ORLEN acquires new production assets in Poland
Polski Koncern Naftowy ORLEN through its 100% subsidiary, ORLEN Upstream, has entered into an agreement to acquire all outstanding shares of FX Energy, listed on the New York stock exchange NASDAQ. The agreed $1.15 (PLN 4,27) per ordinary share and $25 (PLN 92,87) per preference share, equates to approximately $83 million (ca. PLN 308 million) in equity value. The acquisition will add 8,4 mmboe of 2P reserves.

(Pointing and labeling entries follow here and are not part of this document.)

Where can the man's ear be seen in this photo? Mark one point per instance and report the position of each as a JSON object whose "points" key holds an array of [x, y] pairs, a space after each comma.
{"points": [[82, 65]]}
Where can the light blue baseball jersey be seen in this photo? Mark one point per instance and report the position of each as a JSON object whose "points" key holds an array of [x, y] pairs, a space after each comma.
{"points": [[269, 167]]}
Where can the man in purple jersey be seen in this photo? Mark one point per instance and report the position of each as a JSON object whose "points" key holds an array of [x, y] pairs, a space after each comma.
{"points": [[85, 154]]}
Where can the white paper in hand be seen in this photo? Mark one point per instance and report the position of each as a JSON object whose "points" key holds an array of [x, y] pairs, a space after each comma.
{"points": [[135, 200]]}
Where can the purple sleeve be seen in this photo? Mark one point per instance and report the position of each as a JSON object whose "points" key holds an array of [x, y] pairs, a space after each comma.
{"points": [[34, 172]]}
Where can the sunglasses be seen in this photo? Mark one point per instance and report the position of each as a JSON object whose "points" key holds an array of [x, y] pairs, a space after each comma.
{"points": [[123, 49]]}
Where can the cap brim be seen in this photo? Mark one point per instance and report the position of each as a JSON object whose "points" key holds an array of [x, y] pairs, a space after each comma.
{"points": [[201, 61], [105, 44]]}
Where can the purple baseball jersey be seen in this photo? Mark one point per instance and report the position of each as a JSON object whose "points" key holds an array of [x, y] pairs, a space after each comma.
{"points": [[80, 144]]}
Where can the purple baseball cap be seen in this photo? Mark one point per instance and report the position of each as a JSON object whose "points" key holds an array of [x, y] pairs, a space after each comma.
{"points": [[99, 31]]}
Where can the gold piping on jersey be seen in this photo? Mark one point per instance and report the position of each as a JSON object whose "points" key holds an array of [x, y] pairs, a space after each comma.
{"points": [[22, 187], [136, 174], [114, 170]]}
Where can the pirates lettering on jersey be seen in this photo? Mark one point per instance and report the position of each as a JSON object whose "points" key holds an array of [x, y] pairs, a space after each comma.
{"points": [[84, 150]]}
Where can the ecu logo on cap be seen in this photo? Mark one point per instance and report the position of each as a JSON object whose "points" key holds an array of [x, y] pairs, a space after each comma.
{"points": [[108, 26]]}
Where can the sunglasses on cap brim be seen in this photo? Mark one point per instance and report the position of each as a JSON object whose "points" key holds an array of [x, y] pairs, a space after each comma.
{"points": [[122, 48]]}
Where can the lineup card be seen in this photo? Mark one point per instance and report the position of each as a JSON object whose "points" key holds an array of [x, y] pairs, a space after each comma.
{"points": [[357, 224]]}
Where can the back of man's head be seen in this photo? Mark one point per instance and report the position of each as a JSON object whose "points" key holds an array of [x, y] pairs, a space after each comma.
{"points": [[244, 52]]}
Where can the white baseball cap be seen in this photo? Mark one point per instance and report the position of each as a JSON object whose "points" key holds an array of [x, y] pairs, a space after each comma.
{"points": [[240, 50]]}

The offer has been approved by the Board of Directors of FX Energy. Under the terms of the agreement, ORLEN Upstream will announce a Tender Offer for the company shares. ORLEN Upstream plans to purchase shares tendered by FX Energy shareholders through a subsidiary of ORLEN Upstream registered in US. The total transaction value including the assumption of FX Energy net debt will amount to ca. USD 119 million (ca. PLN 442 million).
In line with our strategy in the upstream segment we strive to achieve potential production of 6 mln boe/y in 2017. Today we initiated the process of acquisition of FX Energy, which is the next step in building the upstream portfolio in Poland and abroad. This will allow us to diversify it through expanding our conventional assets and commence production of hydrocarbons by PKN ORLEN in Poland – said Jacek Krawiec, President & CEO of PKN ORLEN.
The assets owned by FX Energy in Poland are located in two areas (Fences and Edge) in the Lowland Poland. The company also possesses a concession block in the Lublin Basin neighbouring ORLEN Upstream’s concessions (Wołomin and Garwolin). FX Energy also produces crude oil from conventional assets in Montana and Nevada, USA.
Fences consists of 4 exploration blocks located in Greater Poland Voivodeship in well recognized prospective areas containing numerous concentrations of hydrocarbon deposits. The primary target reservoir and prospective subsurface is Rotliegend sandstone, at a depth below 2,000 meters. This area is perceived as one of the most prospective exploration areas of this kind of geological formation in Poland, with reduced exploratory risk attached. FX Energy owns 49% in 7 producing fields (the remainder being held by Polskie Górnictwo Naftowe i Gazownictwo (PGNiG). The net production amounts to ca. 350 thousand m3 per day of the nitrogen-rich natural gas. The Edge project area consists of 4 exploration blocks 100% owned by FX Energy. The most prospective geological zones in this concession area are the Zechstein and Devonian carbonaceous formations. In addition, in 2013 the company discovered Tuchola deposit currently being prepared for development.
In concession area 255, located in the Lublin Basin, FX Energy holds 51% of shares and has an operator status. PGNiG is a minority shareholder. Main exploration targets are Carboniferous sands and shales as well as Devonian carbonate rocks. A commercial deposit (natural gas plant Wilga) had also previously been discovered at the concession area.
We recognize significant opportunity for ORLEN Upstream to create more synergies in exploration & production projects in Poland thanks to the competences of combined teams and assets – commented Wiesław Prugar, President & CEO of ORLEN Upstream.
Signing the agreement makes the first step to acquisition which is expected to close in 4Q, 2015 or 1Q, 2016. Purchase of all of shares currently held by shareholders will be conducted through a subsidiary of ORLEN Upstream, which will be merged with FX Energy. At the moment of the acquisition the company will be delisted from NASDAQ. Simultaneously, the required approvals of regulatory authorities in Poland, US and other countries related to ORLEN Group activities are pending.